OK, I see we did not do a very good job describing how dew forms in the garage. We have already had phone calls and emails saying "What do you mean dew in the garage? How could dew form in the garage?"
Let's use the word "condensation" rather than dew and see if we can make this make sense.
If we take two pizza pans out of the oven, one a metal sheet, and the other a Pyrex sheet, we know that the pizza will still be warm 30 minutes latter on the Pyrex sheet, because glass stores the heat much better than metal.
Now the same theory works in reverse. If you have a cold mirror in the garage, it takes a very long time for it to "warm up" along with morning's rising ambient temperature.
If you take a 45° F beer out of the garage refrigerator, it immediately gets covered in condensation. Guess what happens when you take a mirror that cooled down to 45° during the night and expose it to the morning air? Yes, the same condensation.
Why doesn't the secondary mirror dew up in the morning? Because the secondary mirror is a relatively small amount of glass, so it quickly keeps up with the rising morning temperature.
The primary is a heavy (sometimes 200 pound) chunk of glass, it takes a long time to cool and a long time to warm up. This is often called the "Flywheel Effect".
Let's recap: The Primary mirror becomes very cold in the garage during the night. As the morning temperatures rise, the Primary lags far behind; still cold from the night. Condensation forms on the cold mirror in the morning hours. The condensation mixes with dust and pollution on the surface of the mirror and becomes acidic. The acid eats through the incredibly thin aluminum coatings.
Many customers have never seen this condensation, because it has evaporated by the late afternoon. If you wanted to see it, check the primary around 10am.
How to prevent this from occurring:
Place a 15w lightbulb, dew chaser, or even reptile heater on the floor of the rocker box - under the primary mirror. This will keep the Primary just barely warm enough to not form condensation.
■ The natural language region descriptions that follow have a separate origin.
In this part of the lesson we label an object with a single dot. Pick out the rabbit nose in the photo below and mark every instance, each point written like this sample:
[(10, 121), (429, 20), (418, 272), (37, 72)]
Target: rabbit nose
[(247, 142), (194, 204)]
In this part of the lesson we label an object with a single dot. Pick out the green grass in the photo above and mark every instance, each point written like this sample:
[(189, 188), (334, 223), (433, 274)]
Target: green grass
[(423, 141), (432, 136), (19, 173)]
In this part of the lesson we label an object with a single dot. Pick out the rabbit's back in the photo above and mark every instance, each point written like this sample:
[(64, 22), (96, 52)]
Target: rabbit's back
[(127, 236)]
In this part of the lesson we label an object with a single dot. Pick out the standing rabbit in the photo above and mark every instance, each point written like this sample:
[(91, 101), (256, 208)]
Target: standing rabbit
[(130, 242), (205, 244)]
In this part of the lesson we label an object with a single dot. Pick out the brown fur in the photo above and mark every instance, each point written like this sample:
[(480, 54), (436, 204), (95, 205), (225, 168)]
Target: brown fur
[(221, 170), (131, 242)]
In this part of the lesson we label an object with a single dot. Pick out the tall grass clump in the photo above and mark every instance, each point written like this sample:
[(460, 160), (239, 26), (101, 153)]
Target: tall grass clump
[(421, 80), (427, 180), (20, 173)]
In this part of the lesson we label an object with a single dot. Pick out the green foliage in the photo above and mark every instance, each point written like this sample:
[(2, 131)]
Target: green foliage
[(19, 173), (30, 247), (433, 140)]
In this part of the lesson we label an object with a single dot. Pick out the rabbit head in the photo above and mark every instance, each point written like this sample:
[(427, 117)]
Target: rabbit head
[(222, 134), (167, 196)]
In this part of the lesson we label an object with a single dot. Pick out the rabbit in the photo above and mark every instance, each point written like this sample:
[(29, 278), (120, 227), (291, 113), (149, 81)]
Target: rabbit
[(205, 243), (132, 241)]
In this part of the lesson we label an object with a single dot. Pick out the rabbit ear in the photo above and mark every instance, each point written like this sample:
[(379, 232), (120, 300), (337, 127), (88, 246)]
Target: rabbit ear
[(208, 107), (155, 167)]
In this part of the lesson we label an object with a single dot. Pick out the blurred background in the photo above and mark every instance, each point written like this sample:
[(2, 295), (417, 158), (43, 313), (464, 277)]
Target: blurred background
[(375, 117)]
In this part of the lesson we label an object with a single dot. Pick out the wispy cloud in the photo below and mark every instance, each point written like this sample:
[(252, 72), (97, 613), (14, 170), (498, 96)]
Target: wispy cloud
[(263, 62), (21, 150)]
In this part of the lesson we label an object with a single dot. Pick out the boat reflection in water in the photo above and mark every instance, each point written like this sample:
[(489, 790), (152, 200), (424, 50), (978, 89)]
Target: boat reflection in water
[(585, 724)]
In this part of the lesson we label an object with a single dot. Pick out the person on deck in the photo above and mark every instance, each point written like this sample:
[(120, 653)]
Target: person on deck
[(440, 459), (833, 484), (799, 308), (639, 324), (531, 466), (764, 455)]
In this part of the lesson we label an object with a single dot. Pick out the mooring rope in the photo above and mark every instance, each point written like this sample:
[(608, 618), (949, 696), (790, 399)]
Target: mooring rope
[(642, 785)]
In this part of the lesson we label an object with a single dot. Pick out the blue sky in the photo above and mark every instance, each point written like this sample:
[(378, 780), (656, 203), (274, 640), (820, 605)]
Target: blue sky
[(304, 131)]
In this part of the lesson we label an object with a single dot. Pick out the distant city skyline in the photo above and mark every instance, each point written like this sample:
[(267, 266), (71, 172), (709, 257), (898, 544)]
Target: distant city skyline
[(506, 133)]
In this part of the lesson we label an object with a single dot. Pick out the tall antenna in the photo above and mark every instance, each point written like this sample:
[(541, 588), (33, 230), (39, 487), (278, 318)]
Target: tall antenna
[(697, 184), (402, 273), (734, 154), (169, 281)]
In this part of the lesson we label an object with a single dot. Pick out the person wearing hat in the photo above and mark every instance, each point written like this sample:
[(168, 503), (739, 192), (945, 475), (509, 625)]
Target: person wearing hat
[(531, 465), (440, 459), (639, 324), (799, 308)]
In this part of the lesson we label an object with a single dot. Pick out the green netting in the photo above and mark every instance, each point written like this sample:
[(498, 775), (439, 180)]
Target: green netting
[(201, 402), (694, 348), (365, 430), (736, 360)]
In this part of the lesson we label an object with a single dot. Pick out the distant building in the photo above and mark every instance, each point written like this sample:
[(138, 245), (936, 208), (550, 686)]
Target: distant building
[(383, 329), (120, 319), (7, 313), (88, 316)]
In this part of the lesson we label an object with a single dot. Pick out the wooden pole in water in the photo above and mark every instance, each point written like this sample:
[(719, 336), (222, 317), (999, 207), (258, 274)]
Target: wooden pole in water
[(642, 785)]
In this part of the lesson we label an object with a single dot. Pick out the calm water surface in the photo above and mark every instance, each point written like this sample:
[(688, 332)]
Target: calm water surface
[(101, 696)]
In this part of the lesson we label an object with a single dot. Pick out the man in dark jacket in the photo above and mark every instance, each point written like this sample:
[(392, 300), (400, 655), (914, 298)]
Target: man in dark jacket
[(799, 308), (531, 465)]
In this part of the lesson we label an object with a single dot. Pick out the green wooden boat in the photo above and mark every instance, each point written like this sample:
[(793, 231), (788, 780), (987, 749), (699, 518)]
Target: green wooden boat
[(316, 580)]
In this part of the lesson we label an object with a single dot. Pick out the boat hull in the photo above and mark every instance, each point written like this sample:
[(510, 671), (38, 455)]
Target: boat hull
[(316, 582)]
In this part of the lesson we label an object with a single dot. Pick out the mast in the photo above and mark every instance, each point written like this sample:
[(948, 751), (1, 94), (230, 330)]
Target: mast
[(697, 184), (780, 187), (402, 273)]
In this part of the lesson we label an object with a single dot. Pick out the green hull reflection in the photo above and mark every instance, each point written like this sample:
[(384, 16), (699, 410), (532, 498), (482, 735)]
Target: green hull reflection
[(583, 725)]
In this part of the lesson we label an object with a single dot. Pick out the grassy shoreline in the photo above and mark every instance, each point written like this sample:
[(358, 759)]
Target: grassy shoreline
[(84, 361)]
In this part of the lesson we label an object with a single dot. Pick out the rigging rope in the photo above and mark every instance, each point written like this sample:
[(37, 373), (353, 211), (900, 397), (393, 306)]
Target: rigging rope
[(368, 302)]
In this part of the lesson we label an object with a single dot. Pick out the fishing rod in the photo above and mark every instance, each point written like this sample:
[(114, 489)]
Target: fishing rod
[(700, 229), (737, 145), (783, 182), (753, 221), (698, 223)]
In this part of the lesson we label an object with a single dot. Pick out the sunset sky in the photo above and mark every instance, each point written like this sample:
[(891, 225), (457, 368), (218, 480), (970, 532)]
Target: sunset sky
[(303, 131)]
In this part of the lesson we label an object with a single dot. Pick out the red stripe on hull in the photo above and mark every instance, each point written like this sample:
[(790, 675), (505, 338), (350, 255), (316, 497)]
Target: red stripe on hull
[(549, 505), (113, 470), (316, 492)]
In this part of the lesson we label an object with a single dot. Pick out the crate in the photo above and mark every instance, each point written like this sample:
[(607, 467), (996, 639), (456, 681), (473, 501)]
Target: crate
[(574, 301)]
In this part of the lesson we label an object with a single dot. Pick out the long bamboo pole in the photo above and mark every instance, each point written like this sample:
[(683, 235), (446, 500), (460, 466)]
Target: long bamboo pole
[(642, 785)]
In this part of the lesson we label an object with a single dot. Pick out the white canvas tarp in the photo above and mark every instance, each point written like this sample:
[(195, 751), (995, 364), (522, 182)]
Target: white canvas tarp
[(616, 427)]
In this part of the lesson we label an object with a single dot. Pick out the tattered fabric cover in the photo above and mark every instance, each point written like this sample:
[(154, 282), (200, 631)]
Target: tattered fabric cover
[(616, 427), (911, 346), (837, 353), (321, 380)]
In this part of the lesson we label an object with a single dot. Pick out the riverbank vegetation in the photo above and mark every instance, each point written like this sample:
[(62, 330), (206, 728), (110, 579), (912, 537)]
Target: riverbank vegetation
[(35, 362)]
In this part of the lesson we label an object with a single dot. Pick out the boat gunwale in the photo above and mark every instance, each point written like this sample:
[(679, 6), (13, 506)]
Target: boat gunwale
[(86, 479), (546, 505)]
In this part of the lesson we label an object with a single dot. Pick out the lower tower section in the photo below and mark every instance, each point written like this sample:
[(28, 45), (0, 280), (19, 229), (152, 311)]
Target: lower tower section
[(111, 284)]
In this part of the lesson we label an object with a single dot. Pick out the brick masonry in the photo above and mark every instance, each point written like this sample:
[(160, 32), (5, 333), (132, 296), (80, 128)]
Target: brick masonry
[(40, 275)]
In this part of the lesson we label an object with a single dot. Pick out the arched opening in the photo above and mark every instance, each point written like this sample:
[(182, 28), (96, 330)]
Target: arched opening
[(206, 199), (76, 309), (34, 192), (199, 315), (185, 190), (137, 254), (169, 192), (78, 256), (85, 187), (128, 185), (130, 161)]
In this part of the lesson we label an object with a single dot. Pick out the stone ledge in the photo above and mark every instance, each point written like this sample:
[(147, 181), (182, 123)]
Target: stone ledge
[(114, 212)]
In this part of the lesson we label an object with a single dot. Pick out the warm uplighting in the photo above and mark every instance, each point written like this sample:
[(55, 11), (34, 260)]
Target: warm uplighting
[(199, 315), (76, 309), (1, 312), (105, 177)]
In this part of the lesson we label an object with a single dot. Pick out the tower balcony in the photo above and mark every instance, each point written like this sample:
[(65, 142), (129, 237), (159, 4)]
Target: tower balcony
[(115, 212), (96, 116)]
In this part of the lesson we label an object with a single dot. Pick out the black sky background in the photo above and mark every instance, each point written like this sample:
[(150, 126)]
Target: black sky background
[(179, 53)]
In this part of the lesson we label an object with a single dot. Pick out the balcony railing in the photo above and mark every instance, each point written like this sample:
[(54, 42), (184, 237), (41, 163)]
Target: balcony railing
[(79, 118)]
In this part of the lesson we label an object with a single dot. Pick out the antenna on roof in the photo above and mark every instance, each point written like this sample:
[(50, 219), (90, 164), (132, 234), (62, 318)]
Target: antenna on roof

If you put the dew chaser on a timer (let's say from 4am to 11am), it will heat the mirror during the dewy morning hours, but let the mirror cool down for quick use in the evening (and save some electricity).
At a star party, aim the mirror cell East when you tie down for the night. The rising sun's rays will help warm the mirror from behind. If you have any portable 12v fans, aim their airflow at the face of the mirror.
If you still get some condensation, rinse with distilled water.